Speaking after her Fashion Show at the German Gymnasium in North London yesterday, Dame Vivienne Westwood said:
'Buy less. Choose well. Make it last. Quality, not quantity. Everybody’s buying far too many clothes.
'I mean, I know I’m lucky, I can just take things and borrow them and I’m just okay, but I hate having too many clothes. And I think that poor people should be even more careful.
'It doesn’t mean therefore you have to just buy anything cheap. Instead of buying six things, buy one thing that you really like. Don’t keep buying just for the sake of it.
'I just think people should invest in the world. Don’t invest in fashion, but invest in the world.'
These contraversial comments were widely reported in the press including the Daily Mail and on the surface seem quite harsh.
On reflection however the remarks may be quite sensible advice. I remember in my teens that our family had a very limited amount of money to spend on clothes - there were so many other pressing and important priorities. My mother gave me some advice which have remained with me ever since my youth and ties in very well with Westwood's comments.
Mum said to buy one good quality item and use as a base to dress up or down with accessories. In many respects this was her take on a "capsule wardrobe". I followed what she said and bought a black jersey suit in the sale. I chose the suit very carefully to flatter my figure or lack of.......
At 5 ft 8'' and weighing less than 8 stones it was a challenge. The suit however had a lined pencil skirt which hung beautifully as it had sufficient "body" with the two layers of material. The peplum jacket nipped in the waist with a belt and gave the impression of a curvy shape. I had 2/3 tops which reflected casual or more dressy. It is surprising how versatile these few items came to be and stood me in good stead for quite a long time.

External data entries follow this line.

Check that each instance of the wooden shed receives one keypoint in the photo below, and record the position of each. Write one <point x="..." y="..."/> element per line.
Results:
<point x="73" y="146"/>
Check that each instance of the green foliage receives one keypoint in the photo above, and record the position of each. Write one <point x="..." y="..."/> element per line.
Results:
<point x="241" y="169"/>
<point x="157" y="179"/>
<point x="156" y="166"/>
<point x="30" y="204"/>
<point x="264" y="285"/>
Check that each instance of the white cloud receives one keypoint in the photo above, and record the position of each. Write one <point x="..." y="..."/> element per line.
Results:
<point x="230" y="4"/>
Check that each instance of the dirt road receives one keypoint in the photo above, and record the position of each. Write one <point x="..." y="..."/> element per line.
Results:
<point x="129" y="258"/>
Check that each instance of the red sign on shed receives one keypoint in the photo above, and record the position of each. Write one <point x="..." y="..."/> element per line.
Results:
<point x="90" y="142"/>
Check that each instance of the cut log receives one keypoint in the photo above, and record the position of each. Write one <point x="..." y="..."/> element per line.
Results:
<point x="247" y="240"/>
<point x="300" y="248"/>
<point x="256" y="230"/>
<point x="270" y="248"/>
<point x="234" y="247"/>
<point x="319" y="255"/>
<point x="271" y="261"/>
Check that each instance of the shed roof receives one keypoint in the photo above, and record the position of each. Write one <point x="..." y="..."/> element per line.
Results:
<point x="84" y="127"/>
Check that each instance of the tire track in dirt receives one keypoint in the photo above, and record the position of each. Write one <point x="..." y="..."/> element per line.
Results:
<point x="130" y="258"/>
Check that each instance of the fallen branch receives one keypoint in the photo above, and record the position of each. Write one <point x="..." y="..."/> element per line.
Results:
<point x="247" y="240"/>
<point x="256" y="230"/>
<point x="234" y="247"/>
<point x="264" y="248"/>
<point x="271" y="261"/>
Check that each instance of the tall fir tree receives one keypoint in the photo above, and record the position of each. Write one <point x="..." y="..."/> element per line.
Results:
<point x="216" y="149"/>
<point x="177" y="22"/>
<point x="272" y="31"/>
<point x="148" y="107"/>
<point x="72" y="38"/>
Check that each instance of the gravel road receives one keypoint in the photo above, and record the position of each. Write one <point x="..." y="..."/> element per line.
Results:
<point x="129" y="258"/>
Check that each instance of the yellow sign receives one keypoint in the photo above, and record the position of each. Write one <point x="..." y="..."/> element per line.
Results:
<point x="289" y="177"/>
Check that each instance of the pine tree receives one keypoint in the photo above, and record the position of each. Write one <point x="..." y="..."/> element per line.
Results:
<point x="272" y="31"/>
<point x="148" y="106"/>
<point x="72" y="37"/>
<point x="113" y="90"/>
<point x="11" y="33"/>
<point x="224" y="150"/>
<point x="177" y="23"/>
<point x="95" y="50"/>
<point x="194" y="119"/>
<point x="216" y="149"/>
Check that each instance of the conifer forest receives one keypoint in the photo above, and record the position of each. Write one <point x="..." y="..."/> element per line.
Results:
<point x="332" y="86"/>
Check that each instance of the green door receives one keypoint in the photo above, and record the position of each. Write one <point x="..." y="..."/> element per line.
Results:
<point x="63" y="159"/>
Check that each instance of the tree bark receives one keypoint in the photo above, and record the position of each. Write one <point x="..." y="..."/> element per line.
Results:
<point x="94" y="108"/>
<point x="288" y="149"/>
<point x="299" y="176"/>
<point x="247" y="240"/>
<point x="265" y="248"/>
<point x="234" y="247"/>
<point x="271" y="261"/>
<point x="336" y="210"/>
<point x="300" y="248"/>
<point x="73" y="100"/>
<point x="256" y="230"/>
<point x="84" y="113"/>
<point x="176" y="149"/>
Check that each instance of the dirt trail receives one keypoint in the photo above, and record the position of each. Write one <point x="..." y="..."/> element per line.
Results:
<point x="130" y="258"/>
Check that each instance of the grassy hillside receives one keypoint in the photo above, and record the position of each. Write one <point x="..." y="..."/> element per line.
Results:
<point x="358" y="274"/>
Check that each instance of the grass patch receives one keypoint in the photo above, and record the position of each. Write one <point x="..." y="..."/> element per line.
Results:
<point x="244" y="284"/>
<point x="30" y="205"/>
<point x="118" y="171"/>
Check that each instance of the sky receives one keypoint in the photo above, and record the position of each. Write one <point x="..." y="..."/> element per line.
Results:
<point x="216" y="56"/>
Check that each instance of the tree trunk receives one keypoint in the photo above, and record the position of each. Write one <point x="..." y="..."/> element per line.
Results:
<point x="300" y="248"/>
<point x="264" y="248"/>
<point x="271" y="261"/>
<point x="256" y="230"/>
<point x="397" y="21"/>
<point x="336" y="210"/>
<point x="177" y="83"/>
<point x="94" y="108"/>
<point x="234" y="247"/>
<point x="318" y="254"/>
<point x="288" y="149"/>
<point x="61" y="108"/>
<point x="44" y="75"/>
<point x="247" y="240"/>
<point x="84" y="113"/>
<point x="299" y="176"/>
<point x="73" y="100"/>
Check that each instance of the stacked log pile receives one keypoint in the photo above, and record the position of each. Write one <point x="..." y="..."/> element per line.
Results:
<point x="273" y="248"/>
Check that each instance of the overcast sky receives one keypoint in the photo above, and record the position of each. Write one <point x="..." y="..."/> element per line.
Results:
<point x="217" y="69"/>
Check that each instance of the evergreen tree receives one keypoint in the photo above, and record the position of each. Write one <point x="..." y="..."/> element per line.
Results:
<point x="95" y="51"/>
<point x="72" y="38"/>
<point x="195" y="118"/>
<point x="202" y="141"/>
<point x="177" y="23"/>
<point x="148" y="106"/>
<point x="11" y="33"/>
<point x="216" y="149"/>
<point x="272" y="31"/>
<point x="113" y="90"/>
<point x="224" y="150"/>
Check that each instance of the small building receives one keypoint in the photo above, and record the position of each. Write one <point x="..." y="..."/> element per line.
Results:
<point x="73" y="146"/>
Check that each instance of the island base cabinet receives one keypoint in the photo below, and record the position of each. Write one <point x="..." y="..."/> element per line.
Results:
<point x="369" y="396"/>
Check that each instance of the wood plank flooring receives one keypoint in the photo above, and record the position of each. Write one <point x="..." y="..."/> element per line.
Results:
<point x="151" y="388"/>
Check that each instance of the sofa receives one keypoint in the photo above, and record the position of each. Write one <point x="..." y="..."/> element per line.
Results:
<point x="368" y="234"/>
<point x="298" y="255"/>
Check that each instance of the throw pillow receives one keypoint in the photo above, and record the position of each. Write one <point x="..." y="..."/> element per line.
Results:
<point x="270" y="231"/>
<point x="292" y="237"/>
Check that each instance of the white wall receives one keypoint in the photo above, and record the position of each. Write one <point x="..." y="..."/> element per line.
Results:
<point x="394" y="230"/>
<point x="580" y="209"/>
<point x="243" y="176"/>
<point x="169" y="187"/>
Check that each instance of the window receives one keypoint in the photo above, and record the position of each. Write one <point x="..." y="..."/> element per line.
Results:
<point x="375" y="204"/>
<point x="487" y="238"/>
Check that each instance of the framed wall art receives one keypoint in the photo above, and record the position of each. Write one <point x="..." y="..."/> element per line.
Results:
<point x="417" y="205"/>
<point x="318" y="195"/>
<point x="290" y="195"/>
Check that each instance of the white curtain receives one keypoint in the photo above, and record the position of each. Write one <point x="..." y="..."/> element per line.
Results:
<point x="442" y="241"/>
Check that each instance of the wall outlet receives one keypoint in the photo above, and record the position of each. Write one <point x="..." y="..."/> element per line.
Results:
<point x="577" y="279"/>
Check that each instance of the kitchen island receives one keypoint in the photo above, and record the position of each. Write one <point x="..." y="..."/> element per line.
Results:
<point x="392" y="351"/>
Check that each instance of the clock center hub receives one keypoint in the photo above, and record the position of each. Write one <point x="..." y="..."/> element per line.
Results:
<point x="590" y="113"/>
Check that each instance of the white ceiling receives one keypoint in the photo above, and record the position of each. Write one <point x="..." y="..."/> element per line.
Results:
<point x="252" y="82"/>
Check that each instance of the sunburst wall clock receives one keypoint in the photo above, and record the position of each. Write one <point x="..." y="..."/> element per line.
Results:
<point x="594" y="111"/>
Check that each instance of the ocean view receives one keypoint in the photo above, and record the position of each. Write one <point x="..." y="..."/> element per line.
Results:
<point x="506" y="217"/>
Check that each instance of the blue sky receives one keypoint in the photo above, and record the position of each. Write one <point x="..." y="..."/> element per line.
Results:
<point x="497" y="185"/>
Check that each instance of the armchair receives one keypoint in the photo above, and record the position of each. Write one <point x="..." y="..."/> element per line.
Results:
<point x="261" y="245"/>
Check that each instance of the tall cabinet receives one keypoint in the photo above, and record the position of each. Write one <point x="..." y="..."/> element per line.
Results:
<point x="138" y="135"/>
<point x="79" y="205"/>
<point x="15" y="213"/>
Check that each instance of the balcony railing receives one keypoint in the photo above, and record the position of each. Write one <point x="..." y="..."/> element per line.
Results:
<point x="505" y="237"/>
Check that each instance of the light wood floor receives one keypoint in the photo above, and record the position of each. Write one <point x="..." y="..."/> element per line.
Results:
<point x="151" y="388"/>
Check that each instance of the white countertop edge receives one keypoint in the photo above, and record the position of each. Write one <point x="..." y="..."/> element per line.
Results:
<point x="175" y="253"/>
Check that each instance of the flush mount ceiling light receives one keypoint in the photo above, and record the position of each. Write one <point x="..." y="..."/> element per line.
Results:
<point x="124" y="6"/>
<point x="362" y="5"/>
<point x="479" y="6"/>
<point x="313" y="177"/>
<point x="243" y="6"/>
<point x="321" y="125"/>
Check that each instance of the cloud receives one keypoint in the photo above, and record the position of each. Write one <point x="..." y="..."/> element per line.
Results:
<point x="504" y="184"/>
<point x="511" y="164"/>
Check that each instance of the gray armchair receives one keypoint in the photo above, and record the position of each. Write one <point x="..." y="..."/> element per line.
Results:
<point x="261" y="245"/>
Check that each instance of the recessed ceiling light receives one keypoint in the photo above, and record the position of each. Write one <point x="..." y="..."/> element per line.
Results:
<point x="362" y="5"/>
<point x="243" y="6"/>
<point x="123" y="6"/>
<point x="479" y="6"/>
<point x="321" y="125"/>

These days youngsters seem to place a lot of emphasis on buying from the cheaper high street stores. This may seem like fun but I have heard people say some things you can only wear once or twice and then have to throw them away.
When you are young you could wear a bin liner and still look good! You have youth on your side and don't have to waste money, and often money you don't have, on inferior goods. It is surprising how creative you can be if you want to be.
Of course as you get older with perhaps more disposable income you can extend your wardrobe and indulge yourselves - and certainly I am guilty of that. I am however always mindful of buying quality and shopping around for the best price. Old habits die hard!
Maybe the fashion designers should think a little more about this lucrative silver market. It doesn't mean to say that clothes have to be "old" but maybe think about the length of garments and also consider dresses with sleeves which are important considerations when looking to flatter this audience.
Being relatively tall I am often attracted to items only to find that they are far too short - such a shame!!
However I digress.........getting back to Dame Vivienne .....................she may sometimes court controversy but she may be worth a listen!